Despite this, the determination to stick to the development timeline – to have natural gas flowing by 2019 – remains.
The High Court’s ruling on Sunday supported most of the gas framework, with the exception of a stability clause, putting the government in charge of providing stability insurance.
Immediately following Sunday’s decision, Stover nonetheless expressed appreciation that the court acknowledged the need for regulatory stability.
He said stability is a “minimum condition” for the continued development of the 621-billion-cubic-meter gas field, but the company, which is a 39.66 percent stakeholder in the reservoir, will be steadfast in defending its rights.
The court’s ruling comes only two weeks after Stover and other company officials presented National Infrastructure, Energy and Water Minister Yuval Steinitz with a Leviathan development timetable, as well as data on the gas field’s development.
He reportedly promised that development would stick to the timetable or even develop faster than expected, notwithstanding volatility in the global energy market.
In late January, both Delek and Bini Zomer, Noble Energy’s Israel country manager, said if the framework is approved by the end of 2016, the partners hope to have gas flowing by the end of 2019.
On Monday, Delek CEO and President Asaf Bartfeld emphasized to investors that the framework was not canceled and there is still a year to make the necessary changes.
He said they would continue to move forward to develop Leviathan.
Yossi Abu, CEO of Delek Drilling LP and of Avner Oil and Gas Exploration LP, said “it would have been much more simple and faster if the High Court would have turned down the objections to the stability clause], but now at the practical level, we will continue to work fast to find alternatives in the coming months.”
He said the company will work alongside the government to find “a number of alternatives that they would need to hold by.”
“This is exactly what we, along with our partners, intend to do right away,” Abu said.
Delek Group subsidiaries Delek Drilling and Avner Oil Exploration each hold 22.67% share in Leviathan. Ratio Oil Exploration has a 15% share.

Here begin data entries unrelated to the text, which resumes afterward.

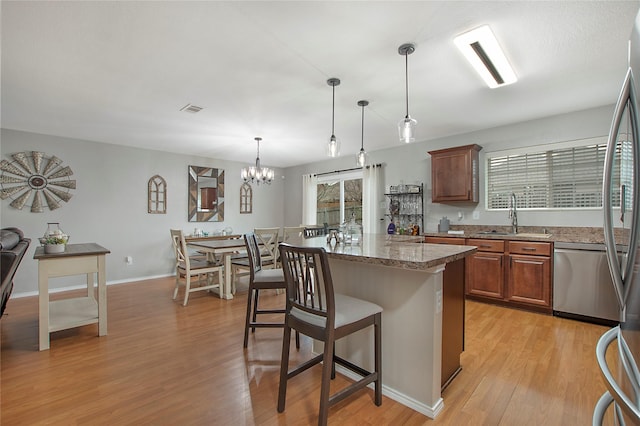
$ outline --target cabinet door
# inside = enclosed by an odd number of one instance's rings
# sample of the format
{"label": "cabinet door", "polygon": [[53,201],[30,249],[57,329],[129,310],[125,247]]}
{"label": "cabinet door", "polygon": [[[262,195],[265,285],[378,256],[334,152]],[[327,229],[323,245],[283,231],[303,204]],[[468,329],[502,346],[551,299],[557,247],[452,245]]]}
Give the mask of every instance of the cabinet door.
{"label": "cabinet door", "polygon": [[476,252],[467,257],[467,294],[504,298],[502,253]]}
{"label": "cabinet door", "polygon": [[432,201],[478,202],[478,145],[431,151]]}
{"label": "cabinet door", "polygon": [[507,300],[551,307],[551,258],[510,255]]}

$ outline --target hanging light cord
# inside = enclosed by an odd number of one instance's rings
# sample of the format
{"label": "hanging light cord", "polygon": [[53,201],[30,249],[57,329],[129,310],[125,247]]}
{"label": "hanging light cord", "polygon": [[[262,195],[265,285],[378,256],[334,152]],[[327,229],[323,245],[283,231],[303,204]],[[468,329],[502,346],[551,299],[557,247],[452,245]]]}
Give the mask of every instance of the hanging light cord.
{"label": "hanging light cord", "polygon": [[364,107],[365,105],[362,105],[362,132],[360,133],[362,135],[362,139],[360,140],[360,151],[364,150]]}
{"label": "hanging light cord", "polygon": [[406,118],[409,118],[409,52],[404,53],[404,85],[407,100]]}
{"label": "hanging light cord", "polygon": [[332,102],[331,102],[331,136],[335,135],[335,132],[333,130],[333,124],[334,124],[335,115],[336,115],[336,86],[334,84],[333,85],[333,96],[332,96]]}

Abu said that possible options for moving forward could involve legislation, “including general legislation and a national project law, or a specific law, such as one similar to the [Sheshinski bill on oil and gas taxation] or, as the court suggested, there could be a law regarding economic parity.”
Abu explained that this alternative would not provide a guarantee of stability but would provide compensation if the economic value of the project were to be affected.